Two years ago, on the 22nd December 2015, I was diagnosed with depression after a three year battle with an existing anxiety disorder.
I remember sitting in the doctor’s room staring at the blank white wall listening to him say “you have a long journey ahead of you.” At the time I thought there was something wrong with me. I didn’t know who I was anymore. Why wasn’t I able to cope with my emotions properly? Why can’t I just enjoy my life? It was a constant battle with my mind.
I didn’t know why I was depressed. I lived in a beautiful home with my family, I went to a good university studying Media which I was always passionate about and to anyone, it looked like I had the ideal world. Mental illness runs in my family so I knew that had something to do with it, but thinking back now I know deep down a lot of it had to do with not knowing what I wanted from life, not understanding my true purpose and disliking who I was. I used to spend a lot of time dwelling on things I couldn’t control and in the end, I found myself sitting on a hard, dirty old chair in the doctors room feeling like I’d completely let myself and everyone around me down.
After dwelling on the fact that I thought there was something wrong with me, I decided enough was enough and in the new year, I vowed to spend time to fnd my feet again. While all my friends were getting into relationships, I was learning to enjoy my own company. While people around me were hopping on planes and travelling the world, I tried to fnd happiness from being home. It really felt like learning to walk again and some days I fell. Some days I didn’t want to get out of bed, or leave the house or do anything. But I learnt to accept it.
Throughout my recovery, my main goal was to find things that made me happy. I did everything. From going to the gym, to thinking about getting back into singing, to wanting to start my own business. But nothing truly made me feel good. My whole life I’ve been a very creative person. Whether it was stepping on stage in a green tutu or performing in my school plays, doing anything creative allowed me to express who I was and it took me a while to realise that I had lost all of that. I lost my spark and the one thing that always made me happy.
I soon realised that my journey wasn’t just about dealing with mental health, it was also about searching for my creative fair again.
Since studying media, I began to make short films and videos for YouTube, got offered work as a freelance videographer and created a blog as an outlet for me to express how I feel inside. The thing with depression is that it makes it extremely hard to talk to someone about your problems. For me, I made the choice not to so I used my blog as my “psychologist”.
I spent a lot of time creating my blog into a little online world for people to read content I share. I wrote about things going on in my head, things I love and things I’m passionate about.
After a few months of putting posts out here and there I felt a shift. It felt like all this weight I’d been carrying on my shoulders for years had been lifted off, and for the first time I felt content with my life.

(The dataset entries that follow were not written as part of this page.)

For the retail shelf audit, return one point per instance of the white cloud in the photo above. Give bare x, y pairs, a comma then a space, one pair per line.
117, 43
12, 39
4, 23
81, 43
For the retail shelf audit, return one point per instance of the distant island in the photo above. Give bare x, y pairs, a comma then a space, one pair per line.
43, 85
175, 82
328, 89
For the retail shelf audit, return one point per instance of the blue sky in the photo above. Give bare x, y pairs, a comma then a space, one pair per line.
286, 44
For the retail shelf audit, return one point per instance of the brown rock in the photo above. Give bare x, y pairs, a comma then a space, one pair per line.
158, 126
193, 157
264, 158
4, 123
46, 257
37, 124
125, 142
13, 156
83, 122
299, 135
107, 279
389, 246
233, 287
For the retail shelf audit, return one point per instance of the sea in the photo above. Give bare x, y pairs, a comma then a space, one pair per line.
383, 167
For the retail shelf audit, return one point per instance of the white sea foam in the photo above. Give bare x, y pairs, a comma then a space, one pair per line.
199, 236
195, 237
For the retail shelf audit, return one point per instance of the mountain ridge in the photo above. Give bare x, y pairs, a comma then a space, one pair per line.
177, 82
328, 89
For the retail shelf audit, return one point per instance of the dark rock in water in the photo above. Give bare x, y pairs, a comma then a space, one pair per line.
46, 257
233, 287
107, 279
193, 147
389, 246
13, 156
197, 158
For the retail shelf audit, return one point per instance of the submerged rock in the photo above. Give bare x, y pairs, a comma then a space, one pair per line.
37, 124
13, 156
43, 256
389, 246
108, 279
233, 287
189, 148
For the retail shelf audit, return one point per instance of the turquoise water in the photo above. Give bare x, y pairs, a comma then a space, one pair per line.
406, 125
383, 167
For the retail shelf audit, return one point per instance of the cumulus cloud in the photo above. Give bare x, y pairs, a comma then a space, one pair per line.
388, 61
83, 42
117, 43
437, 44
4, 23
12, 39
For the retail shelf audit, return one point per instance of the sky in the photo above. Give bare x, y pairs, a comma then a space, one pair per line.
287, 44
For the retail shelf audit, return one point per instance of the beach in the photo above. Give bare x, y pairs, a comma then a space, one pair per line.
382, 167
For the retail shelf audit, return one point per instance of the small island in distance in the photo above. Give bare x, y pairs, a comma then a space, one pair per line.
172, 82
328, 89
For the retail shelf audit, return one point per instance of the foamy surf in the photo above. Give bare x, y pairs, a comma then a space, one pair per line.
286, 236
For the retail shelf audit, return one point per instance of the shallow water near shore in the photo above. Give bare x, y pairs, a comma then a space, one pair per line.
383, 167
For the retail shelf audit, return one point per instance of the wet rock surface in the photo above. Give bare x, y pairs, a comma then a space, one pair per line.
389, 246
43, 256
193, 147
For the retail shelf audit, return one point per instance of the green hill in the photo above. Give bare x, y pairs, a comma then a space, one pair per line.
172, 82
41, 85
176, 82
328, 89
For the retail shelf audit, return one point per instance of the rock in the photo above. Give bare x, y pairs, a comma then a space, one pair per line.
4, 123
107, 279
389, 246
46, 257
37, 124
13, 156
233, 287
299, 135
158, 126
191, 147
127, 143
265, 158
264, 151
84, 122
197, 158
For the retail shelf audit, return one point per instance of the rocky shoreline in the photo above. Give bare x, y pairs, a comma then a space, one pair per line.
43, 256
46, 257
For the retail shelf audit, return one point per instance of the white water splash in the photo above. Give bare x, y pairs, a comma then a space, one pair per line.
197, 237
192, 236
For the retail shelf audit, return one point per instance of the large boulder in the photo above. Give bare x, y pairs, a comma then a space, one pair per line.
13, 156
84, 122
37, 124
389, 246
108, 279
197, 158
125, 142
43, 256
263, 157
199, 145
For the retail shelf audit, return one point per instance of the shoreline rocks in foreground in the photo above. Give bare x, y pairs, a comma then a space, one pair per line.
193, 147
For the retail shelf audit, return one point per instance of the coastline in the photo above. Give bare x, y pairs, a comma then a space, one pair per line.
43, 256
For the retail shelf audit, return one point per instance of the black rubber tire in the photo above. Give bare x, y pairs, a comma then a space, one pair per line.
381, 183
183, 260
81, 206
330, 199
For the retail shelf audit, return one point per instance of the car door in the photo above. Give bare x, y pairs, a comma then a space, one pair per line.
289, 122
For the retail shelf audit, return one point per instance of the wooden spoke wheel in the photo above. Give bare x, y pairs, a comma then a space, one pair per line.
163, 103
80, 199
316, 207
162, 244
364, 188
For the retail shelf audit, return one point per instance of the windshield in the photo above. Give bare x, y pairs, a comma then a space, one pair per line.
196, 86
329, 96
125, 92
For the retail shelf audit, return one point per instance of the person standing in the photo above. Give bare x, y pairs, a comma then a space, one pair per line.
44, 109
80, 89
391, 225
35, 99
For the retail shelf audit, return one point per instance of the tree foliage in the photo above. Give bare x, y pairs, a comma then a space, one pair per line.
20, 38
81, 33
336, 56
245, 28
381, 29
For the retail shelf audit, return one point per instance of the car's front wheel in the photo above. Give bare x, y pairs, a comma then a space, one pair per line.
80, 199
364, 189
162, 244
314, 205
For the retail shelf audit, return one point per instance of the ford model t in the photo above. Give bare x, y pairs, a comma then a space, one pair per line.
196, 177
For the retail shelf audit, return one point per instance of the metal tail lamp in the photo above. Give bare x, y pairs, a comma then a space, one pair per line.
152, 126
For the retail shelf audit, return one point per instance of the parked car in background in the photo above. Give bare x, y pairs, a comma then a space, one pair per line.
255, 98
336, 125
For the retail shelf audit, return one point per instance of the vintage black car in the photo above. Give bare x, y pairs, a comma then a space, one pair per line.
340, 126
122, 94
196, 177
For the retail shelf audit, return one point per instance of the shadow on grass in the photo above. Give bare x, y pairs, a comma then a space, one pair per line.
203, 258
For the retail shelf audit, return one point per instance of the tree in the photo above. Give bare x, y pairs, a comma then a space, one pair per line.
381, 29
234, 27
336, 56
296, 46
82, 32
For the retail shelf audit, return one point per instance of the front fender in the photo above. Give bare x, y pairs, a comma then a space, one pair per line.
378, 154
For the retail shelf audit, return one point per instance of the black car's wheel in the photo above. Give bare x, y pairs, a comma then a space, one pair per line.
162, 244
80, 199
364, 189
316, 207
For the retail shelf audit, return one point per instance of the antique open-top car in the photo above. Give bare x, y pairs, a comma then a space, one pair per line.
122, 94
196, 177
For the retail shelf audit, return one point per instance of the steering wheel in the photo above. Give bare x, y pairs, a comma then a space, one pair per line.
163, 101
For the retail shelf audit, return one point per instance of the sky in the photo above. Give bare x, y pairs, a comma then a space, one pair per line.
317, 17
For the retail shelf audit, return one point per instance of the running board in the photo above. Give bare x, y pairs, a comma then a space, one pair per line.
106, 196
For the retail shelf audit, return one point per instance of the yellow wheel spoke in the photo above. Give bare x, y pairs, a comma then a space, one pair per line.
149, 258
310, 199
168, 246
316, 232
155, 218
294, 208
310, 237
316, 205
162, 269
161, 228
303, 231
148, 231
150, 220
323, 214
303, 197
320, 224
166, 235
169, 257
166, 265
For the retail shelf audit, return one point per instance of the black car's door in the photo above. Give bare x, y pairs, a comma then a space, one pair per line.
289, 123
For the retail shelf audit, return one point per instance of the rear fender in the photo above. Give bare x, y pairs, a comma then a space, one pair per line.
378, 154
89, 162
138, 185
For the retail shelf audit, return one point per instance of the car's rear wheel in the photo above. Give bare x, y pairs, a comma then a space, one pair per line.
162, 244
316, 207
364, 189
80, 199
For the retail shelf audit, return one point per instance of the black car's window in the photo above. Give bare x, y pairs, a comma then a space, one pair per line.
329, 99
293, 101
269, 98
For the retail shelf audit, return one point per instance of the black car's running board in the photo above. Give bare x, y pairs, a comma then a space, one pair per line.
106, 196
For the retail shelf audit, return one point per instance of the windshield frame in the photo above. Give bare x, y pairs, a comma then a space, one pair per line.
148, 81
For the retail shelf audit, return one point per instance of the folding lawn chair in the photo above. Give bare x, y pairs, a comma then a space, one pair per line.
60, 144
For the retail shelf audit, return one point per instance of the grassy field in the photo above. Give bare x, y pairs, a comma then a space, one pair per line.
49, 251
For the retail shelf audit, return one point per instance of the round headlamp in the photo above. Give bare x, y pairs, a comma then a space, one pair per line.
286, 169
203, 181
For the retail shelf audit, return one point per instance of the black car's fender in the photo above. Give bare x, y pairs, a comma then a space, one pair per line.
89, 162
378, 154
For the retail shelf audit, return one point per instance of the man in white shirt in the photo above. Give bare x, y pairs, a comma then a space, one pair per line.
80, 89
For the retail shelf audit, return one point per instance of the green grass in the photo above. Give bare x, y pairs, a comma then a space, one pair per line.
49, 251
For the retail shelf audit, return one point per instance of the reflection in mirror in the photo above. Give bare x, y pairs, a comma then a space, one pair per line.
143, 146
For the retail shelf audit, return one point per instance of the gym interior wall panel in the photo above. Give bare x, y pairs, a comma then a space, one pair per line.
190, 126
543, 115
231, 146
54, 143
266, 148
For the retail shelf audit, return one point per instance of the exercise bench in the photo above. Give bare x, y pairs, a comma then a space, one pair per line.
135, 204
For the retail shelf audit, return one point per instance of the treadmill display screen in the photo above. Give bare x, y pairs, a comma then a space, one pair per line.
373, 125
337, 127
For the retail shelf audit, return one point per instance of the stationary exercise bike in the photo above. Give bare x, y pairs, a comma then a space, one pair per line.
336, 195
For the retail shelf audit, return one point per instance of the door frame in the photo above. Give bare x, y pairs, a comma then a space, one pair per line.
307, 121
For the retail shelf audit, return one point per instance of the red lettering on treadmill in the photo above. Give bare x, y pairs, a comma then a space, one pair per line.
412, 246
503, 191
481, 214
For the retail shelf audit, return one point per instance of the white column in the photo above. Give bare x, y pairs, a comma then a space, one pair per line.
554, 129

“My main goal was to find things that made me happy.”
I started setting goals for myself and gained the motivation to achieve them. I learnt to explore my creativity and get out of my comfort zone and most importantly, I taught myself to love who I am on the inside and the life I’m living.
Now I try to use my creativity to inspire other people. Whether it’s one, two or a hundred people, the satisfaction knowing I can create something that can help someone gives me the motivation to keep going. Don’t get me wrong, some days, weeks, even months are still tough and there’s some times I wish I could lock myself in a room till I’m okay again but I know what makes me happy and I know that being creative will always help me.
My advice to anyone going through the same thing is to just stop. Pick up a pen, your laptop or whatever material you use and make something, write something, share something with the world. Free yourself from however you’re feeling and put that emotion into something incredible.
Depression affects 1 in 5 people, but creativity affects everyone.
Ever since I was a little girl, being creative always made me happy. As I’ve gotten older, I began to find my niche for creating content that helps and inspires people.